Chapter 1
Chekhov’s Wig
This story takes place before Again with Feeling.
“It’s not that I don’t want to do it,” I said into the phone as I drove. “It’s that I’m scared.”
On the other end of the call, Fox—nominally my friend—sighed. Heavily.
“Also,” I added, “full disclosure: I actually don’t want to do it.”
“Too bad,” they said. “You owe me—”
“Oh my God.”
“You owe me, Dashiell, for getting you off the Cakery’s blacklist after you made a federal case out of that frosting debacle.”
“I wasn’t blacklisted! And it was a misunderstanding about ganache! It could have happened to anyone!”

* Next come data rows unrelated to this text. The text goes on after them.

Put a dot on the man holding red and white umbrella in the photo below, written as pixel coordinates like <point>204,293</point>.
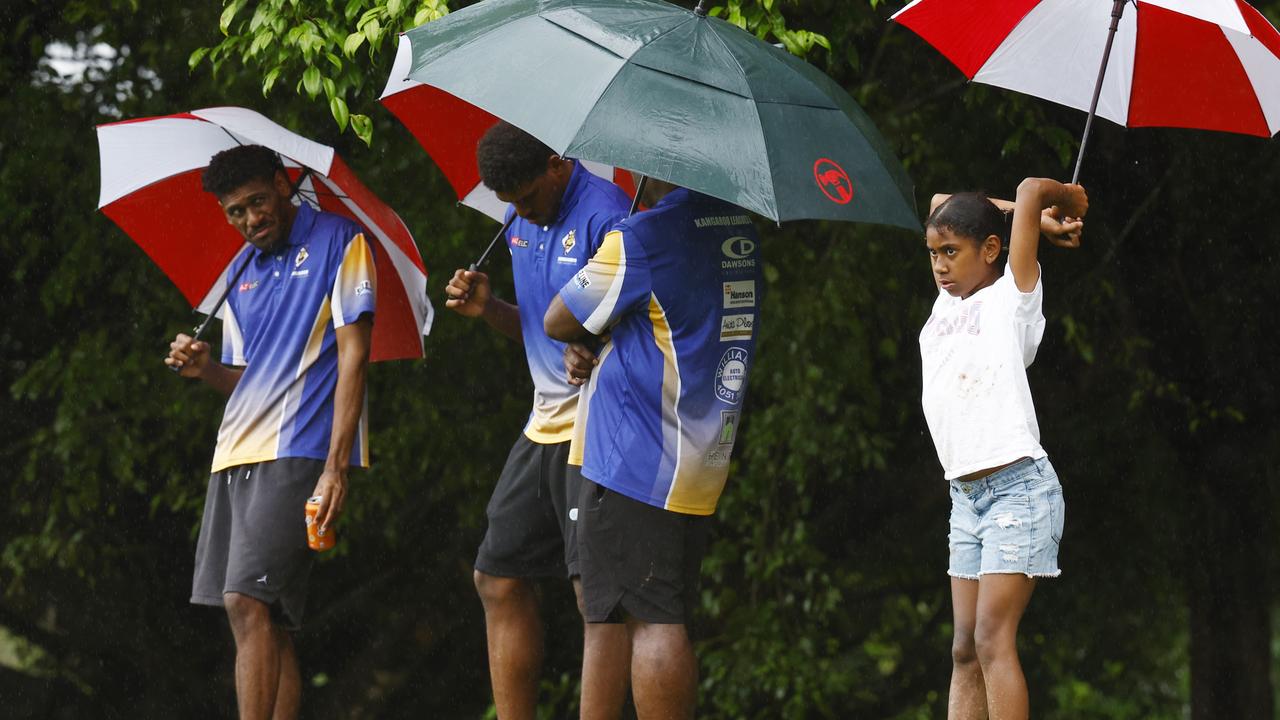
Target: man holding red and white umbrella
<point>296,341</point>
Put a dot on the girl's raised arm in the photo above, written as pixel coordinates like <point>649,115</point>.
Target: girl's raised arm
<point>1036,195</point>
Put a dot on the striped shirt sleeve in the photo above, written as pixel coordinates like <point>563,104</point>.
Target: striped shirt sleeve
<point>356,283</point>
<point>613,282</point>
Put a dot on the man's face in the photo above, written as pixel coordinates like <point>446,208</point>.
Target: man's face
<point>538,200</point>
<point>260,210</point>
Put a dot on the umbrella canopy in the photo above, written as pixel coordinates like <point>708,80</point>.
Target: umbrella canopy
<point>448,128</point>
<point>1207,64</point>
<point>672,94</point>
<point>151,188</point>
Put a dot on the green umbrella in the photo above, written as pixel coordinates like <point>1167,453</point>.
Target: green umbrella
<point>672,94</point>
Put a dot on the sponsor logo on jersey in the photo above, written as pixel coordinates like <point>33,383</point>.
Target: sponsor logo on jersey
<point>737,253</point>
<point>731,376</point>
<point>736,327</point>
<point>728,427</point>
<point>740,294</point>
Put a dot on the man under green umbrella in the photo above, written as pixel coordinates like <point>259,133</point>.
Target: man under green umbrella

“And when you got yourself on that International Thespian Society mailing list, who got you off it?”
“You, but only because I couldn’t find the unsubscribe button.”
“And when that seagull was bullying you, and I drove it off? Remember?”

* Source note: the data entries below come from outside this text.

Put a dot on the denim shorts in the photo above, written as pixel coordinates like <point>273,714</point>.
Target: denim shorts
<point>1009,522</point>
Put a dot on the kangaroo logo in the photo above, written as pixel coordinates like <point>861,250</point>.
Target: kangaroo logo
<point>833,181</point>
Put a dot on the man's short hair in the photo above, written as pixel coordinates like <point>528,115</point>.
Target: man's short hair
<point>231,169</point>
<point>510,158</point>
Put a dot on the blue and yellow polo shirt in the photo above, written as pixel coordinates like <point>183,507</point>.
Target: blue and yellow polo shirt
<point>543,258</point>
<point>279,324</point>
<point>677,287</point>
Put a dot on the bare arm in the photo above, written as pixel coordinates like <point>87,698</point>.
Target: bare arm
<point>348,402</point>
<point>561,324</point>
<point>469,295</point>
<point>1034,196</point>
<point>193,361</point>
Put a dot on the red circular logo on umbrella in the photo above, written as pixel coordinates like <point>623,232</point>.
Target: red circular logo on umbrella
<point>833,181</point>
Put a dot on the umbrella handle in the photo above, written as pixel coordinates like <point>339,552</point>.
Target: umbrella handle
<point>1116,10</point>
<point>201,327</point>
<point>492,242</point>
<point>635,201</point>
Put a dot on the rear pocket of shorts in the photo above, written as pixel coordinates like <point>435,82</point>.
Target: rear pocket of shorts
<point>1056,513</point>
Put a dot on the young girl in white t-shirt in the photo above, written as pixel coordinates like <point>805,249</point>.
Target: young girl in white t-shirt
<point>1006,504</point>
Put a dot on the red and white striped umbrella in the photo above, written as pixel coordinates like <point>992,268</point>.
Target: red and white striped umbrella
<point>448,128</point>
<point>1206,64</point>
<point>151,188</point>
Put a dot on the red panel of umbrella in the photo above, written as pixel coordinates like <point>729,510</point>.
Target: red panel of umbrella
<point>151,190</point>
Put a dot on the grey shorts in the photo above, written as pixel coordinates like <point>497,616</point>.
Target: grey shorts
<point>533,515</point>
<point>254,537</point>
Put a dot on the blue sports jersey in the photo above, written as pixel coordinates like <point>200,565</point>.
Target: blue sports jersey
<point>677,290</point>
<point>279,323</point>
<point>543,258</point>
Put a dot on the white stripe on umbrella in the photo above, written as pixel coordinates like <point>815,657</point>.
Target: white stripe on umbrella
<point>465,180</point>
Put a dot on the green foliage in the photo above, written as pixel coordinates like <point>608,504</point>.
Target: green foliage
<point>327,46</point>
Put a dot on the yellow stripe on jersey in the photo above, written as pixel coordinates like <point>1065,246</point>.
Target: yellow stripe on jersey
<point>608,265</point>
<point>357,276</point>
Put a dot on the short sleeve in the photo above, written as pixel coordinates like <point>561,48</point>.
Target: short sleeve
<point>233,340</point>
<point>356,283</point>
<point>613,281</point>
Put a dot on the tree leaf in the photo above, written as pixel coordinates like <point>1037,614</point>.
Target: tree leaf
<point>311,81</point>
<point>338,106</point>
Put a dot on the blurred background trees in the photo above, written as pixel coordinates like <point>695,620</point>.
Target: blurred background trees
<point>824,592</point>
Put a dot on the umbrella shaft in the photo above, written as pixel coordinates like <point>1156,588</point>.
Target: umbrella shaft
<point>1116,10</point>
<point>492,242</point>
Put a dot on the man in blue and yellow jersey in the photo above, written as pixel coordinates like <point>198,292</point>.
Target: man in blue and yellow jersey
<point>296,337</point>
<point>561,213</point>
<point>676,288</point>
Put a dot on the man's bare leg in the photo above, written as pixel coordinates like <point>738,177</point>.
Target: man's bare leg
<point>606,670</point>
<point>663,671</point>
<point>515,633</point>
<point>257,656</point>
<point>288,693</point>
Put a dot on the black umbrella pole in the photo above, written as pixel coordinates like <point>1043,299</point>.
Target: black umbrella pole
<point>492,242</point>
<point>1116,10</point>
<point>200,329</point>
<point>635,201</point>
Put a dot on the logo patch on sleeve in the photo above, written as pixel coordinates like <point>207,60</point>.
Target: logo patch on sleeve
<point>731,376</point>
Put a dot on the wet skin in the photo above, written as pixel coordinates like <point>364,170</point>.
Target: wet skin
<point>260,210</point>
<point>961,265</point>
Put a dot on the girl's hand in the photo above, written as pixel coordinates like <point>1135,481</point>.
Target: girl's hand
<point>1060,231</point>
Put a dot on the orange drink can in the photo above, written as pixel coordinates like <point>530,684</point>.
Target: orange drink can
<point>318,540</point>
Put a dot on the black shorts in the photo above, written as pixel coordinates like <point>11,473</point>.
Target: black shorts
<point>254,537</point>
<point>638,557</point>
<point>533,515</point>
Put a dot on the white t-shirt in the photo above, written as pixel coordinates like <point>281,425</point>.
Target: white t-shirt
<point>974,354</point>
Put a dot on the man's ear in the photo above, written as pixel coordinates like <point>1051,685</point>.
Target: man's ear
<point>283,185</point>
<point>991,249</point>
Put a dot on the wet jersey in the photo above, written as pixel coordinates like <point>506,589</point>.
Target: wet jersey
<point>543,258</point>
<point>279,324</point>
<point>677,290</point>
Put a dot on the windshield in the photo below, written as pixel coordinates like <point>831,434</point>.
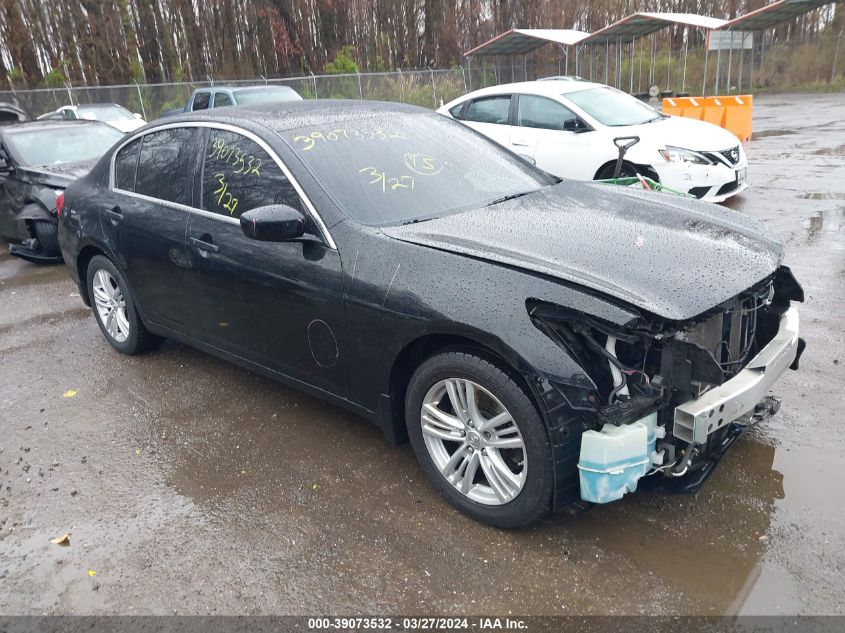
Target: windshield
<point>612,107</point>
<point>409,168</point>
<point>104,113</point>
<point>67,144</point>
<point>266,95</point>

“Yes, I remember, but in the first place, I could have handled that.” (I mean, in theory.) “And in the second place, this is not a comparable favor. This is like asking me to throw myself on a grenade because, I don’t know, you passed me the salt.
” The rest of the words burst out of me: “And you know Mr. Cheek doesn’t, uh, like me. ”
“Big surprise.”
“Because of Bobby! Not because of me!”
Fox made a sound that suggested this was still up for debate.
“He’s had a thing for Bobby forever, and I think he thinks—and I know this is crazy—that I’m, like, in his way.”
“Insane,” Fox said. “Ludicrous. Where would he ever get such an idea?”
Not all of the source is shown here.